Kenya Union of Commercial, Food, and Allied Workers [KUCFAW] v Mombasa Water Supply & Sanitation Company & Coast Water Services Board [2015] KEELRC 678 (KLR)
Full Case Text
REPUBLIC OF KENYA
IN THE INDUSTRIAL COURT AT MOMBASA
CAUSE NUMBER 222 ‘B’ OF 2013
BETWEEN
KENYA UNION OF COMMERCIAL, FOOD,
AND ALLIED WORKERS [KUCFAW]…………………………………………………………CLAIMANT
VERSUS
1. MOMBASA WATER SUPPLY & SANITATION COMPANY
2. COAST WATER SERVICES BOARD………………………………………..……....RESPONDENTS
Rika J
Court Assistant: Benjamin Kombe
Mr. Dickens Atela, Assistant Secretary General for the Claimant Union
Mr.

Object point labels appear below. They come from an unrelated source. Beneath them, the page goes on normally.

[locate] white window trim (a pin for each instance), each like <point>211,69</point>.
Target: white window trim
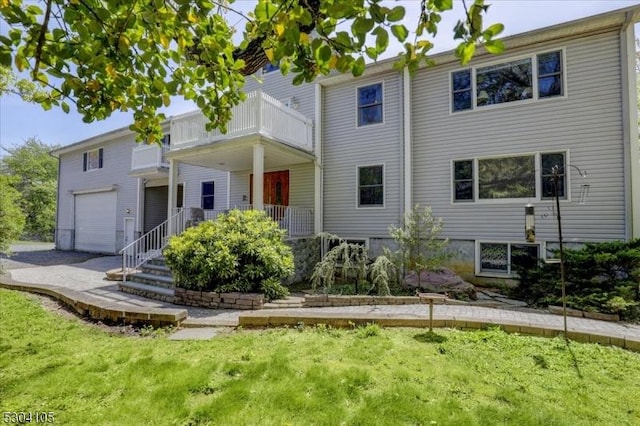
<point>384,186</point>
<point>99,166</point>
<point>534,84</point>
<point>214,193</point>
<point>384,113</point>
<point>509,274</point>
<point>538,176</point>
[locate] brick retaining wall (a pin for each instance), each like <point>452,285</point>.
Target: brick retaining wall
<point>206,299</point>
<point>324,300</point>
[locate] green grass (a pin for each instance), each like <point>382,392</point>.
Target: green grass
<point>308,375</point>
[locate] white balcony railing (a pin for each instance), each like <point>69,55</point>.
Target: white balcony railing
<point>149,157</point>
<point>258,114</point>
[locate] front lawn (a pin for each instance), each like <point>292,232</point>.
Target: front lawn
<point>307,375</point>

Okeyo Advocate instructed by Otieno Okeyo & Company Advocates for the 1st Respondent
Munyithya, Mutugi, Umara & Muzna Advocates for the 2nd Respondent
___________________________________________________________________________
ISSUE IN DISPUTE: UNFAIR AND UNLAWFUL DISMISSAL OF-
1. ABEID ALI
2. MWIDANI KOMBO
AWARD
[Rule 27 [1] [a] of the Industrial Court Procedure Rules 2010]

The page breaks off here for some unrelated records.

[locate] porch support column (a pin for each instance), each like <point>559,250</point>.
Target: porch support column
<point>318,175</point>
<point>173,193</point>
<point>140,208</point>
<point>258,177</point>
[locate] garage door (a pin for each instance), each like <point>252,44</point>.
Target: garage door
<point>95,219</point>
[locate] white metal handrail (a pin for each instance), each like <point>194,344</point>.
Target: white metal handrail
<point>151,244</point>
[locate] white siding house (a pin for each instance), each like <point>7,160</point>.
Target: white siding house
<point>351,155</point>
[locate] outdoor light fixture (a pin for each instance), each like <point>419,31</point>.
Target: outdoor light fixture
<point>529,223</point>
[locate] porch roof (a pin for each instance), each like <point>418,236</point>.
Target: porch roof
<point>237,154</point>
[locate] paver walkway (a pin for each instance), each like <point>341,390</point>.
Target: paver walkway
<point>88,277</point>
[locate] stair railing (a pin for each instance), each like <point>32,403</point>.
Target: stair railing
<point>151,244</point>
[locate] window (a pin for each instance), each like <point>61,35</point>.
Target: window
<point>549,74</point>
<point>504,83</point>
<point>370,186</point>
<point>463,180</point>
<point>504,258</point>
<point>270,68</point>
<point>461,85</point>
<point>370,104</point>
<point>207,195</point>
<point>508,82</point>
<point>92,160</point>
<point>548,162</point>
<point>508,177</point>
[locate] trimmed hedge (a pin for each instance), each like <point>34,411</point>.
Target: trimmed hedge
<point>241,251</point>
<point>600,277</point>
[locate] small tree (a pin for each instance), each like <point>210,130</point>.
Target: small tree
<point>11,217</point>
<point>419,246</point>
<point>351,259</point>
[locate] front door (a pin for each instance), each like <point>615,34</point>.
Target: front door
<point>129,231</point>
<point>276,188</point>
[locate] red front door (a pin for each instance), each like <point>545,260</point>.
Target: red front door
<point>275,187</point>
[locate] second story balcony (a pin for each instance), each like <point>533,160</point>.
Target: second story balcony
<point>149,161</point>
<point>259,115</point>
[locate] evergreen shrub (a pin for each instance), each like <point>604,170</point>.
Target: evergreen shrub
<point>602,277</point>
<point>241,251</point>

1. This Claim is brought by the Claimant Union on behalf of its 2 Members [Grievants], alleged to have been former Employees of the Respondents. The Pleadings are quite jumbled up. Initially, the Claim was filed as Cause Number 254 of 2013, involving the 2 Grievants and 3 Other Grievants. The original Claim was filed in Nairobi. It was transferred to the Court in Mombasa on 24th June 2013, and registered as Cause Number 222 of 2013. The Court in Mombasa advised the Claim be split into two, with the 2 Grievants herein heard in one file, and the other 3 in a separate file designated as 222 ‘A’.

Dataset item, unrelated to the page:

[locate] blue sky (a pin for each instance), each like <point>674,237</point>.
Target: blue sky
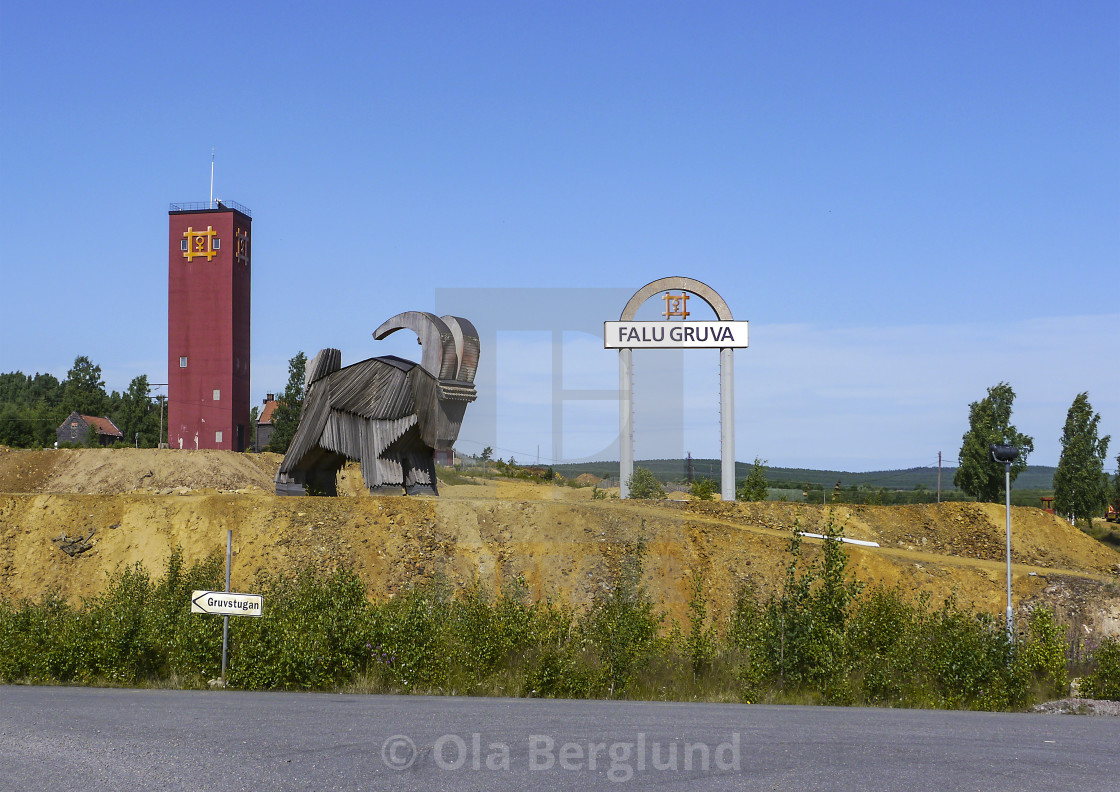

2. It was explained that this was necessary because the Grievants, though dismissed on the same day, were dismissed for different reasons. The Claimant did not amend anything even on the splitting of the files. It just plucked the Memoranda of Claim filed in Nairobi, under Cause 254 of 2013, and placed them on the new separate files. The Pleadings continued to refer to Cause Number 254 of 2013. There was no form of amendment under the new files, which brings to question the intention of the order for separation. Further confusion in the papers filed is seen in the Closing Submissions. The title is altered from ‘In the Industrial Court of Kenya’ to ‘In the Employment and Labour Relations Court.’ The name of the Court only changed in November 2014, while the Claims herein were registered in 2013. The 1st Respondent filed its Statement of Response on 8th April 2013. It holds that the Claimant has no locus standi to bring the 2 Claims. It concedes having attended conciliation, and disagrees with the findings and recommendations of the Conciliator, urging the Court to make its own investigations and not to rely on the Conciliator’s findings. The law did not require the 1st Respondent to give reasons for its rejection of the Conciliator’s report. The 1st Respondent states it investigated the allegations against the Grievants, heard them, made a decision and allowed them to appeal. Their appeals were heard and the initial decision confirmed. The 1st Respondent argues that its decision in all cases was justified under Section 44 [4] of the Employment Act 2007. It is not clear from the record if the 2nd Respondent filed any Pleadings. It only seems to have filed the Closing Submissions and a Statement from its CEO.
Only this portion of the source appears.